I have no experience with EndNote, but I kind of like the BibTex philosophy, 
which is: "Writing styles is hard, but the determined mind can do anything". 
I think it doesn't matter if some programming experience is needed in order 
to create a nice style, since most people will use standard styles anyway. 
You should probably use some kind of plugin approach, where the plugin is 
'real code' (C++ or perl or whatever). One particular plugin could work with 
more simple configuration files, to cover 90% of the standard situations and 
give some configuration freedom to those who cannot write their own styles.

>
> Once the program is more advanced, it will need some more import filters
> for other data bases (I already wrote one for ISI-Web of Science, and one
> for Biological Abstracts and Biological Previews).

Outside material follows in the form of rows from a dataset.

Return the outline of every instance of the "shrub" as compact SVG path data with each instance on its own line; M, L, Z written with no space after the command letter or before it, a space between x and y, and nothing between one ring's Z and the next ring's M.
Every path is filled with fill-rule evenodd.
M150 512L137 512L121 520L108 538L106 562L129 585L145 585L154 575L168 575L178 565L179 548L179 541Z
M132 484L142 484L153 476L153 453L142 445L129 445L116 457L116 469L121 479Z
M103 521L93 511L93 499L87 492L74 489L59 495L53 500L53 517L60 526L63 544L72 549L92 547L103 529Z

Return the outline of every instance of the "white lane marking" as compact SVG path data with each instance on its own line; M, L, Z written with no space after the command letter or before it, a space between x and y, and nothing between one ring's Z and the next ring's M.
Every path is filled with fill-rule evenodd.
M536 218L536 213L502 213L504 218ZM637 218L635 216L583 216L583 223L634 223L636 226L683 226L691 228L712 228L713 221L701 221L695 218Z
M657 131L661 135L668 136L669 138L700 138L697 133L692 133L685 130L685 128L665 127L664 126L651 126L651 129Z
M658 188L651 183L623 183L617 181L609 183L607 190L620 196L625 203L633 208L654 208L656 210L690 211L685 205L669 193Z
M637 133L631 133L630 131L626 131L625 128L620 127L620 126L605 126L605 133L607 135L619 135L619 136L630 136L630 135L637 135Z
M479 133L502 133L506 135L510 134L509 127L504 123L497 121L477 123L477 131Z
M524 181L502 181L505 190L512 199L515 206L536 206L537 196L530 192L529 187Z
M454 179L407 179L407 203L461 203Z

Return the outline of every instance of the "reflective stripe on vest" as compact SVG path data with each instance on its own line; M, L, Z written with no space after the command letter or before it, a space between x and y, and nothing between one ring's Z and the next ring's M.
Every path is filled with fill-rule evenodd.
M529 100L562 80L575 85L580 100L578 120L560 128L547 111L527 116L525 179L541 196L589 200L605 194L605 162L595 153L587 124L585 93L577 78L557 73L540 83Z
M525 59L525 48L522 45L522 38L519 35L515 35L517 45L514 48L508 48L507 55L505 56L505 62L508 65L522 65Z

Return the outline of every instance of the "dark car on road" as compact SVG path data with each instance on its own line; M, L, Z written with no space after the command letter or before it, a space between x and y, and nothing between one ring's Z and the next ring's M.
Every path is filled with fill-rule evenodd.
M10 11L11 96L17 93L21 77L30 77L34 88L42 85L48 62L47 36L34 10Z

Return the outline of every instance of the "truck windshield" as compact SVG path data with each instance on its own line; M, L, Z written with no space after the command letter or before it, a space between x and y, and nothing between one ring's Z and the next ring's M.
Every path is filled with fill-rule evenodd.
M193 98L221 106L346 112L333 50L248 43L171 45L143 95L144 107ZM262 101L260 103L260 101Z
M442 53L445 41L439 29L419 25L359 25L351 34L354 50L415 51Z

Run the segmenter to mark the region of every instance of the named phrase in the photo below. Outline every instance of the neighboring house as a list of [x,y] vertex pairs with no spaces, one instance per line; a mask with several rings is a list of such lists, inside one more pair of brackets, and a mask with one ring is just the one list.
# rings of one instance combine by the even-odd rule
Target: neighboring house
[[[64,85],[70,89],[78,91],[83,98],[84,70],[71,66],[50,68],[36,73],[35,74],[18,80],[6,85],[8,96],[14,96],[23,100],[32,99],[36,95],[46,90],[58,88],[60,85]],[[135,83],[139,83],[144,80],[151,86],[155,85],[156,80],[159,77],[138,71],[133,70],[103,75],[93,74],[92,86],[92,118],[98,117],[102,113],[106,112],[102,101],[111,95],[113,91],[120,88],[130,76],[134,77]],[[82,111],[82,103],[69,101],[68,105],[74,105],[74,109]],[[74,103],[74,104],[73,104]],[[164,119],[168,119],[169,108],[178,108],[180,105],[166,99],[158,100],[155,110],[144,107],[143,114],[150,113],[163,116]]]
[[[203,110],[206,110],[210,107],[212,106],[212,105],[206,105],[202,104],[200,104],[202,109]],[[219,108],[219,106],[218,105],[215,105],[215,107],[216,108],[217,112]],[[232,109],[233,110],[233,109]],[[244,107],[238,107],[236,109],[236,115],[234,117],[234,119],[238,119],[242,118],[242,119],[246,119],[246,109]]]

The import filters are
> external programs (I used Perl scripts, but they can be any executable
> file)... I certainly also want a BiBTeX import-/export function... The
> program would then also be useful for the people using LyX.
>

You get BibTeX import (almost) for free from btOOL: 
http://starship.python.net/~gward/btOOL/
It's a C library with perl frontend to parse BibTeX. All you have to do is to 
run your BibTeX file through that library, and you get a nice datastructure 
from where you can easily transform the data into your own format. The only 
problem that remains is that BibTeX files often contain LaTeX markup, so you 
would have to run the single entries through a LaTeX filter afterwards.